In the glamour department, no contemporary American leader competes with French President Nicolas Sarkozy, recently dubbed President Bling-Bling by French tabloids thanks to his chic sunglasses and sexy third wife.
From the White House to our house
A lively show at the Minneapolis Institute of Arts samples two centuries of presidential memorabilia.
But what they lack in flash, U.S. presidents have made up for in gravitas and, occasionally, in cuddly eccentricity. Gruff, tough Teddy Roosevelt, for example, is credited with inspiring the teddy bear. Toy manufacturers began issuing the namesake bears after Roosevelt, a renowned hunter, declined to shoot a baby bear he found trapped in a tree during a 1902 trip to Mississippi.
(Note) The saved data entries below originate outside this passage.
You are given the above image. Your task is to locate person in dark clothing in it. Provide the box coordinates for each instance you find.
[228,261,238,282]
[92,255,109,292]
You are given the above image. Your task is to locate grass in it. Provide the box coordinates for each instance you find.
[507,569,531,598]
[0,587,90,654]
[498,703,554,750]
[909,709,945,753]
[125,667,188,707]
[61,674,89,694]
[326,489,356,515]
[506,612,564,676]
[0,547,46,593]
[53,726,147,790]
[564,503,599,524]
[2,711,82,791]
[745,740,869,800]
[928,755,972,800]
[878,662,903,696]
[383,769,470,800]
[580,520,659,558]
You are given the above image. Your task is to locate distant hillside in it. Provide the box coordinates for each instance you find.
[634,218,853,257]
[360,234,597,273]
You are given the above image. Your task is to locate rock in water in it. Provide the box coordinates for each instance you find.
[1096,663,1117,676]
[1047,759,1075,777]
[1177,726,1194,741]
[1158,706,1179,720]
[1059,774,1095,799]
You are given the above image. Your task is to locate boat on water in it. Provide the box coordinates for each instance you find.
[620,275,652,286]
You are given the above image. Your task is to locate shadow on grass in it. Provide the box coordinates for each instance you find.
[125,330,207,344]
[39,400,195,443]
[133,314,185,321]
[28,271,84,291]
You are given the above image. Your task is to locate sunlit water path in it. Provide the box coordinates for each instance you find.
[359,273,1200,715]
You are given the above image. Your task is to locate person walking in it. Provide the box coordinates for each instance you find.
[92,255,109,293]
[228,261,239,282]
The hunting incident was also commemorated in mechanical banks, one of which is on view in an engaging show, "Hail to the Chief: Images of the American Presidency," at the Minneapolis Institute of Arts through Sept. 21. Staged to coincide with the Republican National Convention, the show ranges from formal portraits of George Washington to inaugural ball tickets, presidential Christmas cards, war-bond posters and campaign shopping bags. Grant Wood's famous 1931 painting of the "Birthplace of Herbert Hoover," in West Branch, Iowa, is here, along with John Frederick Peto's trompe l'oeil still life recalling the death of Abraham Lincoln.
Highpoints include Thomas Sully's very fine copy of Gilbert Stuart's 1796 portrait of Washington, posed in a black silk suit with one hand on his sword and the other on the U.S. Constitution, emblems of his dual role as war hero and statesman. Hiram Powers' white marble bust of Washington (1853) and a portrait etched in blue glass from the same era suggest the reverence the first president commanded long after his death in 1799. There's even a likeness of Washington by Dwight Eisenhower, whose main hobbies were golf and Sunday painting.
There are also documents signed by James Madison, Thomas Jefferson, James Monroe and John Quincy Adams; a lavishly embroidered presidential flag from John Kennedy's oval office, china from Ronald Reagan's White House, and a 1935 tea set decorated with engravings of patriotic buildings (Monticello, Independence Hall) that was issued during the Great Depression to raise money for unemployed architects.
The show remains reasonably nonpartisan, although Lincoln -- the Grand Old Party's most famous name -- gets more attention than most of his colleagues. There are medals, busts, paintings, engravings and documents commemorating various facets of Lincoln's life.
"It really became clear, when we started researching this, that Lincoln is still revered above all the other presidents, particularly in the North," said Dennis Michael Jon, co-curator of the show with Jennifer Komar Olivarez. "There's remarkable respect and almost a cult of personality about him, especially among collectors."
Still, exhibition documents make clear that Lincoln was not universally loved. In July 1863, midway through the Civil War, 120 civilians died in New York riots opposing military conscription and the Republican Party's war policies. A month later, an undeterred Lincoln signed an order (included here) drafting another 2,050 troops from New York City.
But his death brought an outpouring of lingering grief. A Thomas Nast engraving published just days after Lincoln's assassination shows Columbia, a female personification of the nation, weeping at his casket.
In 1914, a half-century after his assassination, Lincoln's profile was used on a poster urging Americans to buy war bonds. The Lincoln Memorial in Washington, D.C., represented here in a beautifully atmospheric photo, wasn't completed until 1922, nearly 70 years after his death. And as late as 1940, Benton Murdoch Spruance depicted the "Young Lincoln" as a virile farmer intellectual, one hand on a plow, the other holding an open book.
During more than two centuries, U.S. presidents have attracted attention verging on veneration and, in the process, spawned a veritable cottage industry of memorabilia. Although this show fills but a single gallery, it offers a rich panoply of material for musing on the significance of the Commander in Chief as a national icon and embodiment of American hopes and ideals.